Okay, well nonessential means we are either removable or a pole. Let us deal with the case for the removable singularity. Define $g(z)=f(1/z)$, then if $f$ has a removable singularity at $\infty$ then $g$ must have a removable singularity at $0$. From here we can extend the function $g$ so that it actually becomes analytic at the point $0$ simply by defining $g(0) = \lim_{z \rightarrow 0} g(0).$ Here is where I get stuck, where do I go from here? Of course we can substitute what $g$ is in the limit, but how does that help?
For the pole, we know that this means that $\lim_{z \rightarrow \infty}f(z) = \infty$. Therefore again define $g(z) = \frac{1}{f(1/z)}$, and $g$ will have a removable singularity at $0$. I do not know how to proceed from here using what Ahlfors covers so far.
It seems like I am stuck basically at the same part in both cases. Any advice on how I can understand this concept and solve this problem is much appreciated.
Thanks!
Best Answer
Please check if this is right.
Let $f$ be an entire function.
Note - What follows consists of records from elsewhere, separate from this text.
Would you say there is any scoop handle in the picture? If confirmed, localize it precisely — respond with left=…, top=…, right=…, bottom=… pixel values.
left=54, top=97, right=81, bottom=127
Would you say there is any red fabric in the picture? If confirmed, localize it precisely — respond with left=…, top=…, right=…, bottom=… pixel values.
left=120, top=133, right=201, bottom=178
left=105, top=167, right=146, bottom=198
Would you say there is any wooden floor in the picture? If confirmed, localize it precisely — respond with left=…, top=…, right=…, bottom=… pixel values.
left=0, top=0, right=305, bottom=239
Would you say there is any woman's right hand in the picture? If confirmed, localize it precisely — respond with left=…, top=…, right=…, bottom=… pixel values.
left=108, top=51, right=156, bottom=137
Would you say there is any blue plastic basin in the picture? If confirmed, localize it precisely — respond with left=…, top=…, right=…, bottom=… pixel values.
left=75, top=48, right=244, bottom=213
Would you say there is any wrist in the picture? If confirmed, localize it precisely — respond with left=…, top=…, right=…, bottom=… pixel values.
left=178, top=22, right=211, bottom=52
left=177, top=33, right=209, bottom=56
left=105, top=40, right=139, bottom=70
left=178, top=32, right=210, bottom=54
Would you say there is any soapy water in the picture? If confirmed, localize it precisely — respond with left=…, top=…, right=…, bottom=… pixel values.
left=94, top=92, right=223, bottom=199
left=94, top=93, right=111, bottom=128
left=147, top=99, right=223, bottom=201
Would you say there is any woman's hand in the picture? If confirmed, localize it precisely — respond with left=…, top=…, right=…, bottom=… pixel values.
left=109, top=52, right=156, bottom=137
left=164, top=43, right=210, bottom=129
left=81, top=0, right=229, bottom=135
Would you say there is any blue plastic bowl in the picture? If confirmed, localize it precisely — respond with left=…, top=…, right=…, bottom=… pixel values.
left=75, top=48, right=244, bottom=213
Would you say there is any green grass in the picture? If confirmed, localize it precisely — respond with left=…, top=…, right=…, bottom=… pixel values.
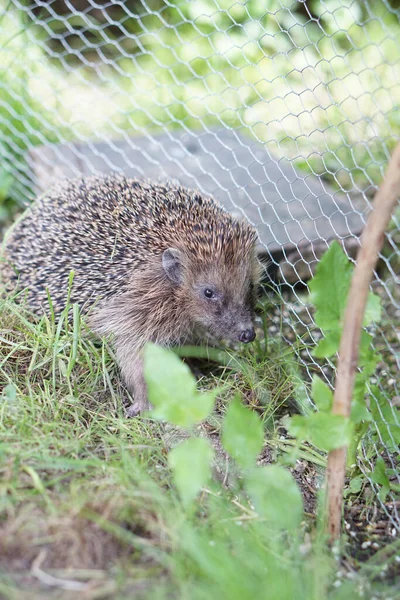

Since it is entire, it has Taylor series $$\sum_{n = 0}^{+\infty} a_n z^n$$ at $0$ converging on $\mathbb{C}$.
We need to show $f$ has nonessential singularity at $\infty$ $\implies$ $f$ is a polynomial.
Taking contrapositive, it suffices to show infinitely many $a_n \neq 0 \implies$ $f$ has essential singularity at $\infty$.
Now $f\left(\frac{1}{z}\right)$ has Laurent series $$\sum_{n = 0}^{+\infty} \frac{a_n}{z^n}$$ at $0$ converging on $\mathbb{C} \setminus \{0\}$.
Infinitely many $a_n \neq 0$ $\implies$ $f\left(\frac{1}{z}\right)$ has essential singularity at $0$ $\implies$ $f(z)$ has essential singularity at $\infty$.